There are several ways we could answer your question. One is to simply admit that referees don’t enforce the throw-in location as much as they should. Another is that many referees simply don’t pay that much attention to exactly where the ball leaves the field (they are focusing on who made the last contact with the ball) and, as a result, they see it as easier to simply take the throwing player’s location as OK. A third reason is grounded in one of the most basic and fundamental principles of officiating, though not expressly stated in the Law because the writers of the Law believed it was so fundamental that it shouldn’t need to be stated (they don’t understand Americans too well also) and that is the notion that (to paraphrase how it was in the Law more than 20 years ago) “constant whistling for doubtful or trifling offenses” is contrary to the spirit of a sport whose core is constant and continuous action.

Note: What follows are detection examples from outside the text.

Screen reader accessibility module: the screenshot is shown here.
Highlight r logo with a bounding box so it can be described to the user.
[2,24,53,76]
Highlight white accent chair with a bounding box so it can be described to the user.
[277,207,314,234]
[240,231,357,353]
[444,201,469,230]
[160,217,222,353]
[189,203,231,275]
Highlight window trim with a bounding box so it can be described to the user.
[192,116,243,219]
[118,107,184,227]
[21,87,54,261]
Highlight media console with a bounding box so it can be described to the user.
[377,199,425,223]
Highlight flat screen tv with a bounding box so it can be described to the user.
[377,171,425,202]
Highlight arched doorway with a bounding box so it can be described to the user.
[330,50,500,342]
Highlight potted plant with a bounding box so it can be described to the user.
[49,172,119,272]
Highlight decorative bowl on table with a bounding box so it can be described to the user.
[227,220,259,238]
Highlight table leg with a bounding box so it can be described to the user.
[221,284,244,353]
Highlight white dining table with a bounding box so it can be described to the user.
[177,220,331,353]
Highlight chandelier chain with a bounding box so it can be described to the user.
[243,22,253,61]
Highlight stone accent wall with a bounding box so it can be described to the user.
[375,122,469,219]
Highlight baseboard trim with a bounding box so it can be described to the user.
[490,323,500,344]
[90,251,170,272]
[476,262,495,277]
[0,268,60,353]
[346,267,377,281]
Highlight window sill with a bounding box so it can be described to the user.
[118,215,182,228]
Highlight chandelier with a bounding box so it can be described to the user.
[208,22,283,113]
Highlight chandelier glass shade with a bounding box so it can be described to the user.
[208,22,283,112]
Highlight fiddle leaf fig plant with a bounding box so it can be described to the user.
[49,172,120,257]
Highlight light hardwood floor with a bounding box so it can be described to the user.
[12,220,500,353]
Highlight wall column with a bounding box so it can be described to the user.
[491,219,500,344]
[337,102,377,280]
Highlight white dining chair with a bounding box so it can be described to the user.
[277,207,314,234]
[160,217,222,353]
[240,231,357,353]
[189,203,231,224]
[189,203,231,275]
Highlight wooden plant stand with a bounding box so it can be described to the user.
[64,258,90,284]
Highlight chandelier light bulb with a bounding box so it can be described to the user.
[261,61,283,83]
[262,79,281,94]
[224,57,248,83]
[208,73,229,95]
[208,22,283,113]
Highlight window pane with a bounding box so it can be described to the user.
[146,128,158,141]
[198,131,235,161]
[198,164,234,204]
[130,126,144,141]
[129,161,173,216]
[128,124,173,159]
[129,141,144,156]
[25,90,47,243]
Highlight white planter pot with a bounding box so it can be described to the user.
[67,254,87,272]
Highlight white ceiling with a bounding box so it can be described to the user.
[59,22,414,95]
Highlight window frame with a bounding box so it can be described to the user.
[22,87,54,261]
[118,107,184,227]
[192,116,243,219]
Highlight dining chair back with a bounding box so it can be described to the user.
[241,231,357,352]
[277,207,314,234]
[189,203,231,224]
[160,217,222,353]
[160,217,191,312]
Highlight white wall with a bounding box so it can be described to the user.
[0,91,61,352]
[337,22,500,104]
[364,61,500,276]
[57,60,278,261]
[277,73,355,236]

When you get right down to it, this apparent oversight falls into the same category as the 6-second restriction on how long goalkeepers are allowed to maintain hand control of the ball. We would venture to say that the percent of goalkeeper possessions whistled at the 6-second mark is virtually zero. Is that bad or good? Maybe yes, maybe no – it depends on what is going on and whether a longer time is being taken for an unfair reason. Same with the throw-in location.

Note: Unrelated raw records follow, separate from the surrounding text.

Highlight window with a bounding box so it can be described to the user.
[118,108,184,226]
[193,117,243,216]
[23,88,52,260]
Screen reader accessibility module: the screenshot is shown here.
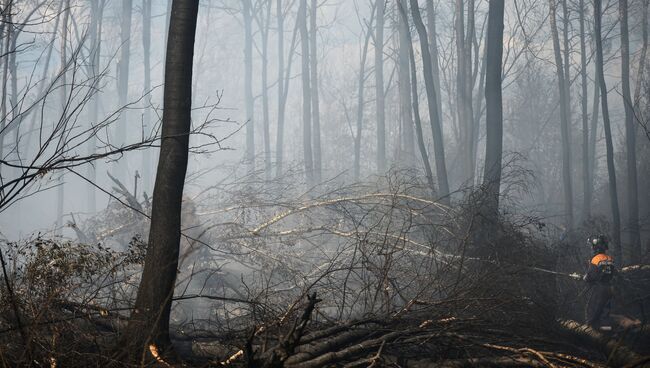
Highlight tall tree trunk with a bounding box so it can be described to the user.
[242,0,255,172]
[276,7,300,178]
[375,0,386,175]
[297,0,314,186]
[142,0,152,196]
[125,0,199,361]
[275,0,285,178]
[114,0,133,180]
[463,0,478,185]
[410,0,449,203]
[86,0,105,214]
[454,0,469,181]
[56,0,70,234]
[309,0,322,183]
[588,69,600,206]
[395,0,415,166]
[594,0,622,262]
[260,1,272,180]
[618,0,636,261]
[579,0,594,222]
[483,0,504,213]
[549,0,573,230]
[0,1,11,169]
[427,0,442,125]
[399,3,436,195]
[353,1,378,182]
[634,0,650,109]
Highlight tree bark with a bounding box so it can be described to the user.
[125,0,199,361]
[275,0,285,178]
[259,1,272,180]
[297,0,314,187]
[594,0,621,262]
[242,0,255,172]
[427,0,442,125]
[410,0,449,203]
[400,4,436,195]
[309,0,322,183]
[579,0,594,222]
[618,0,636,261]
[86,0,104,214]
[275,0,299,178]
[375,0,386,175]
[353,2,378,182]
[142,0,152,196]
[114,0,133,180]
[483,0,504,214]
[56,0,70,234]
[549,0,573,230]
[395,0,415,167]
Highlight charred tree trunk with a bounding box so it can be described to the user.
[0,1,11,173]
[483,0,504,219]
[297,0,314,186]
[588,69,600,210]
[242,0,255,172]
[463,0,478,186]
[125,0,199,360]
[399,4,436,195]
[618,0,636,261]
[275,0,286,178]
[410,0,449,203]
[580,0,597,221]
[549,0,573,229]
[594,0,621,262]
[115,0,133,180]
[275,0,299,178]
[56,0,70,234]
[375,0,386,175]
[395,0,415,165]
[309,0,322,183]
[260,1,272,180]
[427,0,442,128]
[142,0,152,196]
[354,2,377,182]
[86,0,104,214]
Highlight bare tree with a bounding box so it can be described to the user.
[125,0,199,361]
[353,1,378,181]
[142,0,152,196]
[579,0,598,221]
[594,0,622,262]
[394,0,415,165]
[297,0,314,186]
[255,1,272,180]
[410,0,449,203]
[56,0,70,232]
[86,0,105,213]
[309,0,322,183]
[242,0,255,172]
[398,3,436,195]
[375,0,386,174]
[618,0,636,259]
[549,0,573,229]
[114,0,133,180]
[483,0,504,213]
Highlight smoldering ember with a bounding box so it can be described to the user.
[0,0,650,368]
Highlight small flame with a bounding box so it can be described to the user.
[220,350,244,365]
[149,344,171,367]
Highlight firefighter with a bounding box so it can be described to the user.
[583,235,616,331]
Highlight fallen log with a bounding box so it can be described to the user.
[559,320,642,367]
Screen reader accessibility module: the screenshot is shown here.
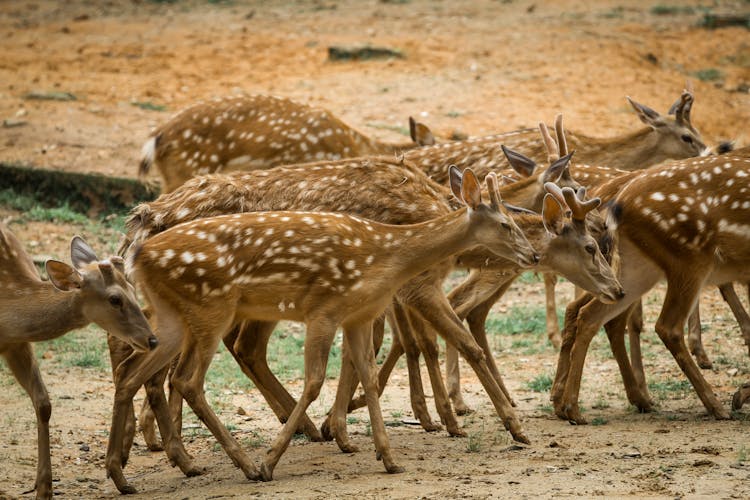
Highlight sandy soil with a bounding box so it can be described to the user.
[0,0,750,498]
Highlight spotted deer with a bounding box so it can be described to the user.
[404,88,710,184]
[138,95,435,193]
[123,168,534,480]
[116,148,624,460]
[107,158,531,491]
[0,228,158,498]
[552,148,750,423]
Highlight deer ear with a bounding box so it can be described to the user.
[542,151,575,183]
[625,96,664,128]
[44,260,83,292]
[461,168,482,210]
[542,193,565,234]
[448,165,464,200]
[500,144,536,177]
[409,116,435,146]
[70,236,99,269]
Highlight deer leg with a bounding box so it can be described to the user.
[409,302,466,436]
[732,384,750,410]
[392,300,442,432]
[719,283,750,358]
[604,310,652,413]
[411,288,529,443]
[172,318,260,480]
[347,326,404,413]
[2,342,52,499]
[542,273,562,349]
[344,322,404,474]
[656,276,729,419]
[224,321,323,441]
[105,316,194,493]
[260,317,338,481]
[688,302,712,370]
[328,336,359,453]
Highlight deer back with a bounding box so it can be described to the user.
[612,149,750,281]
[139,95,429,192]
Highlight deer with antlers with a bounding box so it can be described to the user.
[552,148,750,423]
[138,95,435,193]
[0,224,158,498]
[404,84,710,184]
[107,159,533,491]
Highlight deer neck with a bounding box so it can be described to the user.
[578,127,666,170]
[385,207,477,277]
[3,282,90,342]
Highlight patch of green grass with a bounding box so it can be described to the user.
[591,417,607,425]
[486,307,547,336]
[600,6,625,19]
[466,432,482,453]
[34,325,110,371]
[693,68,724,82]
[648,379,693,400]
[526,373,552,392]
[650,4,695,16]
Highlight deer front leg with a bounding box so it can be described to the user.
[172,320,260,480]
[328,336,359,453]
[224,321,324,441]
[656,276,730,420]
[732,384,750,410]
[392,300,442,432]
[260,318,337,481]
[409,302,466,437]
[344,323,404,474]
[688,302,712,370]
[719,283,750,358]
[2,342,52,499]
[542,273,562,349]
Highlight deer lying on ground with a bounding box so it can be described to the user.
[110,169,535,490]
[138,95,435,193]
[404,89,709,184]
[107,158,531,491]
[0,228,158,498]
[552,148,750,423]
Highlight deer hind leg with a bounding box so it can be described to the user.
[687,302,713,370]
[414,293,529,443]
[732,384,750,410]
[656,276,729,419]
[409,300,466,437]
[604,307,652,413]
[542,273,562,349]
[224,321,323,441]
[260,316,338,481]
[2,342,52,498]
[344,322,404,474]
[719,283,750,358]
[392,300,442,432]
[172,310,260,480]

The Law allows one yard. Occasionally it happens. More often it is ignored and the throw comes from 2-3 yards from the exit point, but what should not be ignored is when the “extra” distance taken is excessive and/or for an unfair or unsporting reason. Most people get up tight about the failure to enforce the precise location if it brings the thrower closer to the goal being attacked but a throw being taken closer to the thrower’s goal could be just as unfair for tactical and other reasons. On the other hand, it is statistically demonstrable that, in roughly two-thirds of all throw-ins, control of the ball changes to the opposing team within 1-2 plays.
What it comes down to is this … did the problem with the throw-in location make a difference? If no apparent gain is achieved by the erroneous throw-in location, is it really worth stopping play? Remember, if you whistle, there is no flexibility in the Law as to what must then occur (the other team gains possession and the throw is retaken). It would be a major officiating error to whistle for this offense and then direct the thrower to do it over but this time from the correct location. The referee can choose not to whistle (and could certainly verbally warn the thrower as play continues) but, once whistled, the offense must rule the restart.
Taking the 6-second and the 1-yard limitations together and enforcing them strictly would certainly reduce playing time, burn up whistles, and leave a lot of people on and off the field grumbling. That’s not what makes the game beautiful.